AMD Ryzen 9 3900 Benchmarked: A 12 Core, 65 Watt Powerhouse

    0
    974

    Courtesy of AMD’s announcement of the PRO lineup of the 3rd Gen Ryzen 3000 processors, we’ve got an idea about the Ryzen 9 3900X’s younger non-X sibling. When compared to the Ryzen flagship, this processor has a far lower base TDP of 65W (105W for Ryzen 9 3900X) and runs at a base clock of 3.1 GHz and a boost frequency of 4.3 GHz. Judging by the price tag of $499 for the Ryzen 9 3900X, we can expect this CPU to be priced in the same range of 430 to 480 USD.

    The specifications for the unreleased Ryzen 9 3900 are pretty similar to the Ryzen 7 3700X except for the 4 additional cores and a beefy 70MB cache memory.

    AMD Ryzen 9 3900 Benchmarks

    Testbench

    • CPU: Ryzen 9 3900
    • Motherboard: ASRock X570 Taichi
    • Graphics card: RX 560X
    • Memory: Team Group A2 B-Die Memory
    • Storage: Team Group L5 3D (256GB)

    When the Ryzen 9 3900 was manually overclocked to 4.35 GHz for all the cores, a Cinebench R15 score of 3,420 was observed. To further overclock the CPU, Tom’s Hardware used liquid nitrogen to test the processor. This removes many variables that may be caused due to environmental factors and the quality of cooling devices used. With liquid nitrogen cooling and the clock speed pumped up to 5.5 GHz on all cores, the Ryzen 9 3900 scored 4,319 points on Cinebench R15. To put things in perspective, the base Ryzen 9 3900X scored 3,123 Cinebench R15 score and the Intel Core i9-9900K scored 2,026 in the same.

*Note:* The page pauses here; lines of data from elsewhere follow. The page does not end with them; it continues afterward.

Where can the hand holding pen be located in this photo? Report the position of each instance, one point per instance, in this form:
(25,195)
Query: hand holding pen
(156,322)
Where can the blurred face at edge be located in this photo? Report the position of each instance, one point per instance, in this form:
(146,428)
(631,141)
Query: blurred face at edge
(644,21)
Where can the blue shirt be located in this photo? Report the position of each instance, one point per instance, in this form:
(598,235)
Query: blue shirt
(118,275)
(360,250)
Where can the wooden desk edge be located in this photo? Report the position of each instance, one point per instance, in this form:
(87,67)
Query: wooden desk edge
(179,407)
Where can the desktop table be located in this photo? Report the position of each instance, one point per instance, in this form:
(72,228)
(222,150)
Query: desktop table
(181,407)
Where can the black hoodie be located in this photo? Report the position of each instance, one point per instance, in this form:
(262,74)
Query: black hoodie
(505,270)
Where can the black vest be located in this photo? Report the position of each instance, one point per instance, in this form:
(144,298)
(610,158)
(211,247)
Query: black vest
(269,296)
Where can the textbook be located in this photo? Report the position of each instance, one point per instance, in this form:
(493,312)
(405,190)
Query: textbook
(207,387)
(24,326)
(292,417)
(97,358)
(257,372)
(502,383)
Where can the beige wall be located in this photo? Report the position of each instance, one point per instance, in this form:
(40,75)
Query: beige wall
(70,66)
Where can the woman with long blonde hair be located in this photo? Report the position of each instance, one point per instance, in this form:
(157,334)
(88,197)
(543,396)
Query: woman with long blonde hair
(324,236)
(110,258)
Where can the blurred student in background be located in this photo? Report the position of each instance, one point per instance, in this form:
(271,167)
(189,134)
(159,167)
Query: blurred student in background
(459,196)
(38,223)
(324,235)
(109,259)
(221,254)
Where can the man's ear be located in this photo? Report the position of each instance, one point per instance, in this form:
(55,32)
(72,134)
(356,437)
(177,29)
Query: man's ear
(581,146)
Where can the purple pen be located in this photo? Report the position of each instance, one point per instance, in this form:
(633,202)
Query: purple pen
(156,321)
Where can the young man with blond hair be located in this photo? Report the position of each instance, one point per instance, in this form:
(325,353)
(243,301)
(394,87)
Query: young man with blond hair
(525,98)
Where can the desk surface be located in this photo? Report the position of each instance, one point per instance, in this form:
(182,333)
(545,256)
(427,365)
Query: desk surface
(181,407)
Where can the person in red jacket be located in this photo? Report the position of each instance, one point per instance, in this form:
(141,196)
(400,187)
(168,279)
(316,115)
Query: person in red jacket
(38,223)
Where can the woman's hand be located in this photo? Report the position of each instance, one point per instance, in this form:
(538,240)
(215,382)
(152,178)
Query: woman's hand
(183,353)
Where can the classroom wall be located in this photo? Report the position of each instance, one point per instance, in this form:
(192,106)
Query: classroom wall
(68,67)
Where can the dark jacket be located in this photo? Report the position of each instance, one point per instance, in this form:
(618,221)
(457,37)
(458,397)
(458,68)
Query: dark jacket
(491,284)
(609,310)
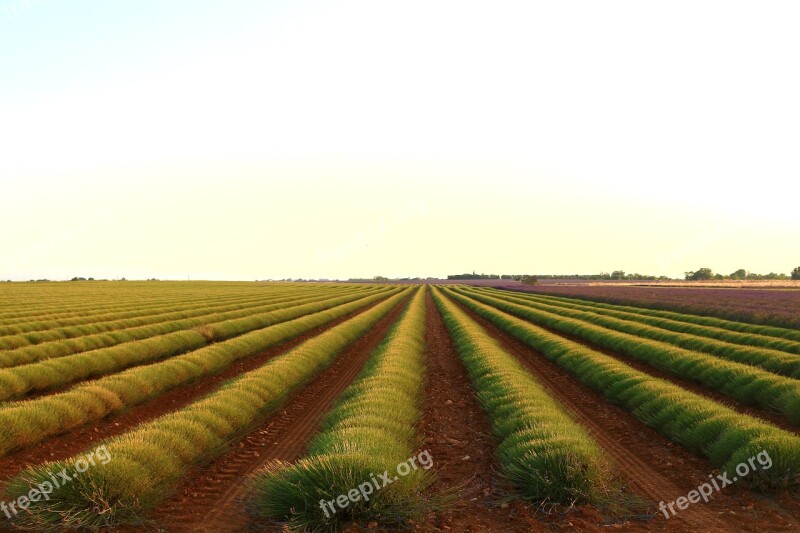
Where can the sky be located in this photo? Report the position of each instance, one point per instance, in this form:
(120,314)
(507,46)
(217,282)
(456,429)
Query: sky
(250,140)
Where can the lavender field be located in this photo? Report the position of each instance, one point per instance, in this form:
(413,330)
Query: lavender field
(762,306)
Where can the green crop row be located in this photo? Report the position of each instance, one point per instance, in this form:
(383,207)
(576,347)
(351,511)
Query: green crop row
(147,462)
(28,422)
(541,449)
(730,325)
(722,435)
(56,349)
(744,383)
(40,324)
(774,361)
(48,335)
(371,430)
(93,304)
(681,326)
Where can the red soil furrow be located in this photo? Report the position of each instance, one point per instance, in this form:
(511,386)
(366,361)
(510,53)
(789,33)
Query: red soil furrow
(649,463)
(78,440)
(456,432)
(212,498)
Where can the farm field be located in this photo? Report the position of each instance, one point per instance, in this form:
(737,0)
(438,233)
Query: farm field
(745,301)
(235,406)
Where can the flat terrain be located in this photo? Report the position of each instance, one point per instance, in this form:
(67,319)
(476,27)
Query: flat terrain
(205,387)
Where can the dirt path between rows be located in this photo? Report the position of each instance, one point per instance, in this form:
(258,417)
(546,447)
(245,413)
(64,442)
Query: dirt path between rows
(212,498)
(81,439)
(456,432)
(649,463)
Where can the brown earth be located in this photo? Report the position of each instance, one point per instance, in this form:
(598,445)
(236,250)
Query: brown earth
(651,465)
(81,439)
(211,498)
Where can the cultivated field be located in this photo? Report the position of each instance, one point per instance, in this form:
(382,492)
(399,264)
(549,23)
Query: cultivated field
(204,406)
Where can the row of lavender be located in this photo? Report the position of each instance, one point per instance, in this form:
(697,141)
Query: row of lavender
(762,306)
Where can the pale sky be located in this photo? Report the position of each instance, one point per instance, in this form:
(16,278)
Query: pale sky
(253,140)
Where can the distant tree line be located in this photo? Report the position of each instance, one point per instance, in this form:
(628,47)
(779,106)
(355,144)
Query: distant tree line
(705,274)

    In Geekbench too, similar impressive results were observed. The Ryzen 9 3900 scored 6,924 for single-core and a massive 77106 for the multi-core benchmarks.

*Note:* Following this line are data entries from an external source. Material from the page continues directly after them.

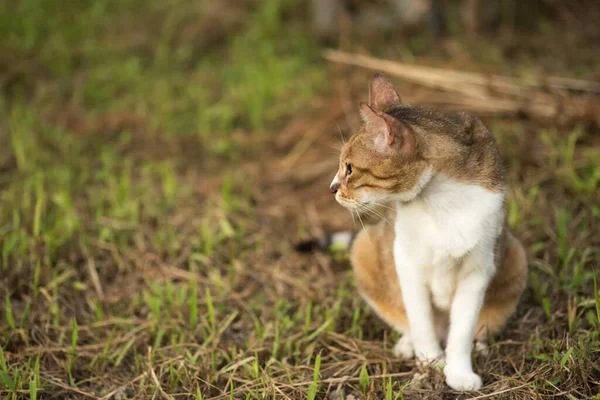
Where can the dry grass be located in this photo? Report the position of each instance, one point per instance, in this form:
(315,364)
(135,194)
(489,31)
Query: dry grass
(151,193)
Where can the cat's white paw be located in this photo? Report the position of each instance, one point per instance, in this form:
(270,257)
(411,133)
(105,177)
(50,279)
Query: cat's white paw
(481,348)
(462,379)
(404,348)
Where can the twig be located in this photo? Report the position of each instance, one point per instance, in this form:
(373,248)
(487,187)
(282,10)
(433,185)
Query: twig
(497,94)
(94,277)
(497,82)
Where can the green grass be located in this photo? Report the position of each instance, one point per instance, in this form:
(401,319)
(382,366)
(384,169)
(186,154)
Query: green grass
(146,220)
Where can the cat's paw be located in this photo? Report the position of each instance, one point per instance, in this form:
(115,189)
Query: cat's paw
(462,379)
(404,348)
(481,348)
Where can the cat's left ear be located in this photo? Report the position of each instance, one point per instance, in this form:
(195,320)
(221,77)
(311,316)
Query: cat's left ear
(387,131)
(382,95)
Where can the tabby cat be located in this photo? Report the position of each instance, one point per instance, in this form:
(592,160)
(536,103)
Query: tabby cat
(445,269)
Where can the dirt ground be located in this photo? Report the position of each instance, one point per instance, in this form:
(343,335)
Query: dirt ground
(158,163)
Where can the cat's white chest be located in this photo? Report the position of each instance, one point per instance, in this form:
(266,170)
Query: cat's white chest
(434,233)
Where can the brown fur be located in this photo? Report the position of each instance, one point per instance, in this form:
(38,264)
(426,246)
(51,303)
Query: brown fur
(373,263)
(389,153)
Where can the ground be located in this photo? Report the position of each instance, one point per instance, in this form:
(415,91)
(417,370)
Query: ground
(158,161)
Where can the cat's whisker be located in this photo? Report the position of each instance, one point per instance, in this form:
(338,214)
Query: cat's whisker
(341,133)
(384,206)
(374,212)
(367,233)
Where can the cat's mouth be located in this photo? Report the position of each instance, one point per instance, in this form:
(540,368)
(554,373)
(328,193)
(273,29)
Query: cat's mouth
(350,204)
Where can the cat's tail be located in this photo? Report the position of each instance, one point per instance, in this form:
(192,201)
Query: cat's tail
(340,239)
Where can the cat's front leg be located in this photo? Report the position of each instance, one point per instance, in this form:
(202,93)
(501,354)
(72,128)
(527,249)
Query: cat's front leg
(417,303)
(473,281)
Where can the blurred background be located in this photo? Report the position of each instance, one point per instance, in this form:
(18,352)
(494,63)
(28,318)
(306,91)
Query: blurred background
(159,159)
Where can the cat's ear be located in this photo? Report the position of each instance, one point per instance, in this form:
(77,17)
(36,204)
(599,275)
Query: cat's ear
(382,95)
(388,132)
(376,125)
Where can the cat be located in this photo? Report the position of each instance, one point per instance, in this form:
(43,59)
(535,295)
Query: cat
(444,268)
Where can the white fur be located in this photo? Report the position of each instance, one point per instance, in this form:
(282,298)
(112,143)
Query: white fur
(342,239)
(444,253)
(335,180)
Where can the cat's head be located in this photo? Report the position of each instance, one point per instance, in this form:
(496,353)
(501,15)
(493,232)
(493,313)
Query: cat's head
(381,161)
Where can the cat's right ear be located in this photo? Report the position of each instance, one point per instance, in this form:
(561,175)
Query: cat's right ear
(382,95)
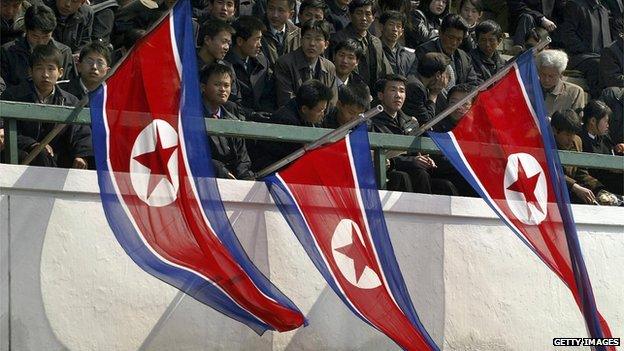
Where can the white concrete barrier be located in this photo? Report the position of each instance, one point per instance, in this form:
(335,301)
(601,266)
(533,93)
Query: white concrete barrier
(65,283)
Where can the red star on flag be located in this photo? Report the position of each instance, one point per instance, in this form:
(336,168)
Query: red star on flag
(526,186)
(157,161)
(357,252)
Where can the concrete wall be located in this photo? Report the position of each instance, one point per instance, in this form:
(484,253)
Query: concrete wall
(65,283)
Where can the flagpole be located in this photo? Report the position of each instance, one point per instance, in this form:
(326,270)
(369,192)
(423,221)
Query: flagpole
(327,138)
(447,111)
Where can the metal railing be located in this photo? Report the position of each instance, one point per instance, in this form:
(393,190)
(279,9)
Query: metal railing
(380,143)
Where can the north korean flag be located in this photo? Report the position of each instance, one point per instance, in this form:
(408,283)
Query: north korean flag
(330,200)
(504,147)
(157,186)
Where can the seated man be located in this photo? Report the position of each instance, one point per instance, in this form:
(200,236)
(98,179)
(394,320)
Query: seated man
(229,154)
(305,63)
(71,148)
(74,20)
(93,65)
(559,95)
(595,138)
(392,29)
(306,109)
(353,99)
(426,86)
(391,94)
(255,77)
(347,55)
(39,23)
(582,186)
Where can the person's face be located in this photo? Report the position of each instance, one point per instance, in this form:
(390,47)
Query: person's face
(488,42)
(315,114)
(347,113)
(565,140)
(393,96)
(250,47)
(470,13)
(461,110)
(450,40)
(93,68)
(392,31)
(36,37)
(362,18)
(313,44)
(437,6)
(45,74)
(278,13)
(345,62)
(311,13)
(549,77)
(9,9)
(223,9)
(68,7)
(219,45)
(217,89)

    We’re not completely sure why the 3900 was faster than the 3900X in Cinebench, but the most likely reason could be the thermals. The latter fails to reach advertised clocks under stock conditions due to power and temperature constraints, however, the 3900 comes with a lower TDP and hence better thermals and as such many samples should perform on par or better than the 3900X in multi-threaded workloads like Cinebench.